In afternoon trading on Friday, Aruba valued at USD 6.27 per share with a market capitalization of USD 519m. The analyst targeted Aruba’s shares at USD 8 and expects that the company will wait for a higher offer than that before it sells.

In a research note published last week, ThinkPanmure commented on Aruba’s latest earnings. “Aruba’s July quarter was surprising for its strength in a soft enterprise spending environment. Revenue, up 13% sequentially, and break even EPS were at the high end of guidance. Fiscal 2009 guidance of revenues of USD 220-230m and earnings per share of 12 cents to 15 cents were similarly strong, lending credence, in our opinion, to the position that Aruba should continue its impressive growth through the near-term softness.”

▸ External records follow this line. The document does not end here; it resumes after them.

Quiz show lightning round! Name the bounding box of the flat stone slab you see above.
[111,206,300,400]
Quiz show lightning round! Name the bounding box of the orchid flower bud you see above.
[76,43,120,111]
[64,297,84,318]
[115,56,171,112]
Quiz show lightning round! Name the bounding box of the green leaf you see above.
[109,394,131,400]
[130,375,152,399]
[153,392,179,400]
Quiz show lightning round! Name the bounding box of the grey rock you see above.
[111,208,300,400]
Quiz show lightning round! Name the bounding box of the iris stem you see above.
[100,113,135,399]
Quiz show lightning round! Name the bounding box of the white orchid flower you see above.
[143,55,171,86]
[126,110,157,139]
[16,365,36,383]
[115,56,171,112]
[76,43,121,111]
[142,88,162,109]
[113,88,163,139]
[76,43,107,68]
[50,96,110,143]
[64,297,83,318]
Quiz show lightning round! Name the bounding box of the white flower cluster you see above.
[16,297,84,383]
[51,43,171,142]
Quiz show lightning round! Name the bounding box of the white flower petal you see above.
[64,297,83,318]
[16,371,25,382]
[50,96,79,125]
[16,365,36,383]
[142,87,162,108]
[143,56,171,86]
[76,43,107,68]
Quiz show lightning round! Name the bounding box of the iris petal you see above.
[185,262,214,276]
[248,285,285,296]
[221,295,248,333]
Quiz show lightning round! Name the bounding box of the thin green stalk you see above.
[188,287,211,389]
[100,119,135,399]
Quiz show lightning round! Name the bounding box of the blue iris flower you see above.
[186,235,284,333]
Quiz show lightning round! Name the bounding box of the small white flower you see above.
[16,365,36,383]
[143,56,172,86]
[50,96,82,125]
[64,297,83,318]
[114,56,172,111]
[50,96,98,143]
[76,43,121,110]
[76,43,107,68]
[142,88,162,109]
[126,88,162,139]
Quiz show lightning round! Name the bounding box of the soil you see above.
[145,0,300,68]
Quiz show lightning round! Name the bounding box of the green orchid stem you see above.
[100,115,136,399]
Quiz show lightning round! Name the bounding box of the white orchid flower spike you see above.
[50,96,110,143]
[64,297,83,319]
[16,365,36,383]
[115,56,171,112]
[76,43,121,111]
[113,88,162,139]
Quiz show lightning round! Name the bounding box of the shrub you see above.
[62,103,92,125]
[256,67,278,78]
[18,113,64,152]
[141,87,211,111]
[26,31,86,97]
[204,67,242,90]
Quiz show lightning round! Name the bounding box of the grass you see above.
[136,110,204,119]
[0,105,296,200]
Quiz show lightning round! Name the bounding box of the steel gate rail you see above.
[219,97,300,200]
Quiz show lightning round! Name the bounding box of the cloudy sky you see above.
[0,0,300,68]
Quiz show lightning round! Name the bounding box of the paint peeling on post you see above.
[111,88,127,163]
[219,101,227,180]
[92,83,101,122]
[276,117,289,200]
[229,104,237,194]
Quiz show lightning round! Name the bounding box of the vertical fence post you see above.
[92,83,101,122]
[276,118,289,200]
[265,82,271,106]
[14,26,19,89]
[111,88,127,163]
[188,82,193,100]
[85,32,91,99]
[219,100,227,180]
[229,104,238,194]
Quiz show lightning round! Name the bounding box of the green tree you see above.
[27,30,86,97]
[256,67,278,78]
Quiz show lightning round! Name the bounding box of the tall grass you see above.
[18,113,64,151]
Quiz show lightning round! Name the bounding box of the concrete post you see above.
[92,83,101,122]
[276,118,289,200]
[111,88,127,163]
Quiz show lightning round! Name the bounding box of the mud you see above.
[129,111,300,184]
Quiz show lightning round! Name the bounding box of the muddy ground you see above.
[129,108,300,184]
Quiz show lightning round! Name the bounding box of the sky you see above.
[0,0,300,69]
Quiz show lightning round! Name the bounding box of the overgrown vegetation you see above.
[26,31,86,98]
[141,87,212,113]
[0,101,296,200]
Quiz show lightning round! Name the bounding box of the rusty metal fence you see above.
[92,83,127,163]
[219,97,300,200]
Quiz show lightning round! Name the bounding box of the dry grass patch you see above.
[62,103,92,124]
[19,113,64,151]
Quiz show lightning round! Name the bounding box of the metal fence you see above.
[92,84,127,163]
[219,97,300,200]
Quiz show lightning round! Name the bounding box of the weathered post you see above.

Based on Aruba’s guidance, the company trades at 2.3x 2009 revenue estimates.

Meru Networks, for its part, has consistently told this news service it is on an IPO track. In May, new CFO Brett White said he was appointed with the charge to prepare the company to file an S-1 with the Securities and Exchange Commission this year. The company would prepare the document but file only if market conditions seemed amenable to an IPO.

In May, another analyst estimated Meru’s revenue between USD 70m and USD 80m per year and on a fast growth trajectory.

Meru has received USD 96m in venture backing from DE Shaw Group, Lehman Brothers, Clearstone Venture Partners, NeoCarta Ventures, BlueStream Ventures, Evercore Ventures and JumpStartUp Venture Fund.